Detto questo, non si considera che Globo non stia giocando un ruolo importante, opponendosi politicamente al bolsonarismo, così come si presenta nello scenario locale e globale, a causa dei crimini mostruosi che il Presidente ha commesso. Le denunce di morti seriali – provocate dalla politica ciarlatana del Governo in relazione al Covid – sono importanti nella lotta immediata per la democrazia, ma (guarda!), per Globo purché questa lotta non implichi la rinuncia alla liquidazione delle funzioni pubbliche di lo Stato e sospendere le distruttive riforme del Welfare State del Patto del 88, che il bolsonarismo ha religiosamente praticato.

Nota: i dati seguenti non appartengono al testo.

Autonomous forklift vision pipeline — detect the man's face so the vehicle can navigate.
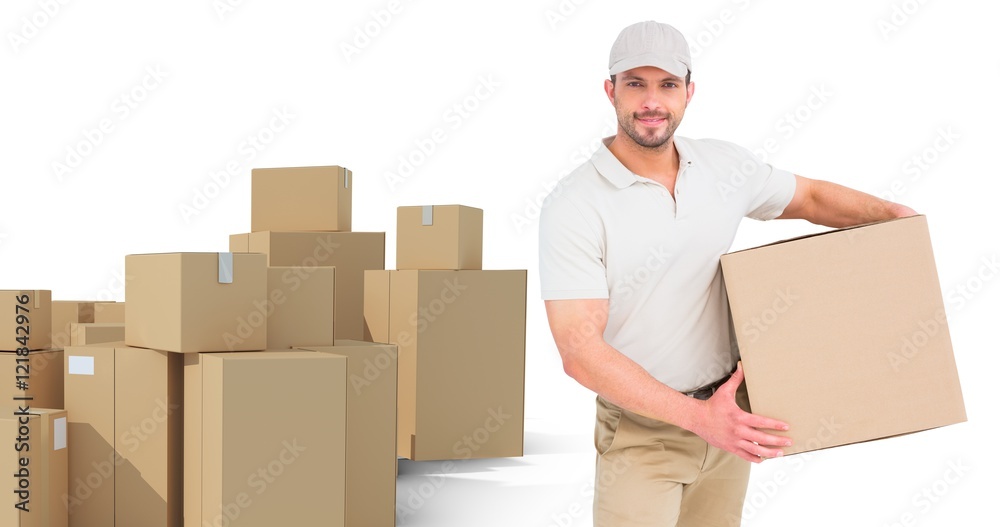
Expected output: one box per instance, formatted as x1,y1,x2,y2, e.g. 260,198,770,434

Il problema strategico che dobbiamo sbrogliare, però, integra la questione democratica con la questione repubblicana. Entrambi oggi sono ancorati alla necessità di liquidare il fascismo di Bolsonaro (protofascismo o neofascismo), articolato nella leadership del “capo”, allo stesso tempo distopico e fanatico. Sposa – nella sua sinistra personalità – distopia antirepubblicana e fanatismo antidemocratico. Bolsonaro ha alle spalle una serie di “trincee e bunker” nello Stato, che tengono i cittadini comuni lontani dall'azione politica e li fanno non credere nelle politiche tolleranti e inclusive.
Solo una sinistra unita attorno, in primo luogo, alla democrazia politica come dogma e, in secondo luogo, attorno alla Repubblica del 88, come progetto storico, può bloccare il fascismo. E così recuperare e vincere l'agenda maggioritaria della lotta alla fame, l'agenda ambientale, la crescita e l'occupazione, la difesa della sovranità della nazione come cooperazione interdipendente. Questo interessa un campo politico più vasto della sinistra: il grande campo che può sgonfiare il fascismo e togliere ciò che non è il centro – è il centro – della tutela politica del Paese e del controllo del bilancio della Repubblica.
* Tarso in legge è stato Governatore dello Stato del Rio Grande do Sul, Sindaco di Porto Alegre, Ministro della Giustizia, Ministro dell'Istruzione e Ministro delle Relazioni Istituzionali in Brasile.